The Reds took catcher Chris Okey out of Clemson with the 43rd overall pick. Okey has found decent success in Double-A, but has yet to really turn heads and has only played nine games at the Triple-A level.
Tucker Barnhart is the team’s the current starter behind the dish, and Tyler Stephenson being the Reds first-round selection the year prior, is the obvious catcher of the future. The Cincinnati Reds made a huge mistake in the 2016 MLB Draft, and it can’t be overlooked.
The Reds could have drafted Pete Alonso in the 2016 MLB Draft.
What Cincinnati has failed to do is plan for the future at first base. The Reds appear completely content with letting Joey Votto ride off into the sunset, compiling some of the worst seasons offensively that he’s ever had.
From the outside looking in, the Cincinnati Reds seems compelled to not make a plan for the post-Votto era at first base, almost as if it would be perceived as admitting fault in handing out the largest contract in team history.
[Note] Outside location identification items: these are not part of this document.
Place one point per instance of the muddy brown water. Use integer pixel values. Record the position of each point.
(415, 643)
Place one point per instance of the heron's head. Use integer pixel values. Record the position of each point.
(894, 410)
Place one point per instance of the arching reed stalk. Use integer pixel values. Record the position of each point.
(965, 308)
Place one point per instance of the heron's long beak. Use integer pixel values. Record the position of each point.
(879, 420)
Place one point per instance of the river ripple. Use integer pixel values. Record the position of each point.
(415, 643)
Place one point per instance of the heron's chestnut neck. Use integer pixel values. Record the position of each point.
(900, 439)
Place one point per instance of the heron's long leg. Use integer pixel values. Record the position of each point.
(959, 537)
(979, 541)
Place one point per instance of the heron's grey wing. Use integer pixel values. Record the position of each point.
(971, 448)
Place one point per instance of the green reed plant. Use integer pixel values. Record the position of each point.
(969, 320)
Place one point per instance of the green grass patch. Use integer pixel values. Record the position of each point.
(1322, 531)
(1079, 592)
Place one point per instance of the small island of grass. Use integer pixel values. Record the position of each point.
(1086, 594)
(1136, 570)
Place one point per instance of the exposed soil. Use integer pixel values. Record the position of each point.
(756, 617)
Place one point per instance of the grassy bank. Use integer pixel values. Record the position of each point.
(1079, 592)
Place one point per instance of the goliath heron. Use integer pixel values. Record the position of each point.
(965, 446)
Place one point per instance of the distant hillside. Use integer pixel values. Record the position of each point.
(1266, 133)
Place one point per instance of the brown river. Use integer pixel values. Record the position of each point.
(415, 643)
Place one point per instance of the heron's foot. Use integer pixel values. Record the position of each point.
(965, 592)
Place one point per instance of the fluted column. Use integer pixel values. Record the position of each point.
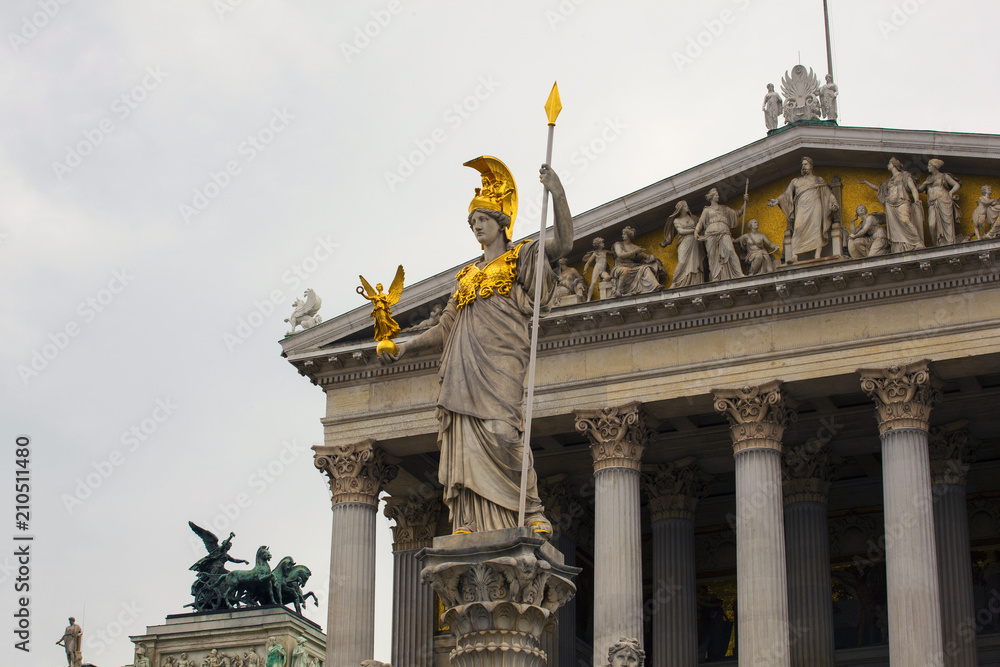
(618, 437)
(416, 518)
(904, 396)
(757, 417)
(952, 451)
(356, 474)
(674, 490)
(807, 472)
(564, 508)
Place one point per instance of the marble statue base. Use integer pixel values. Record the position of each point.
(231, 633)
(500, 590)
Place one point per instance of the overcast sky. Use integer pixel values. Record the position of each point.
(175, 173)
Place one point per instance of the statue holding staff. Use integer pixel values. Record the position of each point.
(485, 338)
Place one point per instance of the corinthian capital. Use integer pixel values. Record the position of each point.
(617, 435)
(757, 414)
(953, 451)
(903, 395)
(416, 518)
(807, 471)
(675, 488)
(356, 472)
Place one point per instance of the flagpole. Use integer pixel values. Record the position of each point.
(552, 108)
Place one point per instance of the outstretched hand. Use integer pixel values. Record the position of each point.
(549, 179)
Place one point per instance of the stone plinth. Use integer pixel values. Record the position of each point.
(500, 590)
(231, 633)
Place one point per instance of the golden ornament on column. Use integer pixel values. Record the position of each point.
(386, 328)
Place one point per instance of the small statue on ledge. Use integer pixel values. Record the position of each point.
(626, 653)
(984, 218)
(305, 313)
(869, 238)
(757, 250)
(636, 271)
(598, 259)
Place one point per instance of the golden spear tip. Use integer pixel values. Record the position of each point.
(553, 105)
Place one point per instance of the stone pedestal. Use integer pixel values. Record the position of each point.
(674, 490)
(904, 396)
(618, 437)
(952, 452)
(500, 590)
(758, 416)
(808, 471)
(357, 474)
(231, 633)
(417, 519)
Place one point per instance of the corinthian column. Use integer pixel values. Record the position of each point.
(413, 609)
(904, 396)
(952, 452)
(618, 437)
(757, 417)
(356, 474)
(674, 490)
(807, 471)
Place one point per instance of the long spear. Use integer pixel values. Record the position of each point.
(552, 108)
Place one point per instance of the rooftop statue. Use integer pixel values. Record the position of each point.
(215, 587)
(715, 229)
(943, 212)
(869, 238)
(71, 640)
(636, 271)
(828, 93)
(690, 268)
(597, 258)
(385, 327)
(305, 313)
(757, 249)
(984, 218)
(903, 213)
(485, 339)
(808, 205)
(801, 91)
(772, 108)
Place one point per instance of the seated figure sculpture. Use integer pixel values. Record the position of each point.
(484, 334)
(868, 238)
(636, 271)
(984, 218)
Instead of drafting a catcher in 2016, Cincinnati missed out on drafting the future at first base. Not only the future for the position in Cincinnati, but the future star first baseman for all of baseball in Pete Alonso, who was taken with the 64th overall selection in the 2016 MLB Draft. Since making the New York Mets Opening Day roster in 2019, Alonso has been nothing short of spectacular.
Pete Alonso’s rookie season was outstanding.
While only one full season is all to be seen so far out of Pete Alonso at the big league level, that season was one for the record books. One look over at FanGraphs tells the story of how impressive of a rookie season Alonso had.
Alonso slashed .260/.358/.583 and belted 53 home runs while knocking home 120 RB’s. Alonso’s 53 round-trippers led all of Major League Baseball in 2019 and broke the rookie record of 52 set by Aaron Judge. Alonso put on an even more impressive display belting 57 total bombs in the 2019 Home Run Derby.
Pete Alonso could’ve been the heir apparent to Reds first baseman Joey Votto.
Alonso won’t blow fans away defensively. He’s still young and could improve, but he’s one of the worst fielding first basemen in all of baseball. When you bring a player like Alonso on board, it’s not about what he does defensively, it’s what he can do at the plate. The Reds could’ve drafted Alonso, had him under team control for quite some time while allowing Votto groom him at first base.
What Pete Alonso has been able to do at the plate far exceeds anything Joey Votto has done in years. FanGraphs puts Alonso’s dollar WAR value at being worth almost $39M dollars pre year, which much more valuable than Votto who’s value is $9.8M over the last two seasons combined.
With the team Cincinnati was able to put together in 2020, as good as the pitching was, it’s hard to believe with Alonso onboard the Reds would’ve been scoreless in their first playoff appearance since 2013. What could’ve been? That’s hard to say, but it’s quite easy to argue the Reds certainly would’ve made it out of Atlanta. To the World Series perhaps? Nobody will ever really know.
One mistake in a draft five years ago could’ve allowed Cincinnati to strike gold with Pete Alonso. The question still remains; what will the Cincinnati Reds do at first base when life after Joey Votto inevitably happens? Although Alonso wasn’t drafted by Cincinnati, he could be a viable trade target in the future, I hope.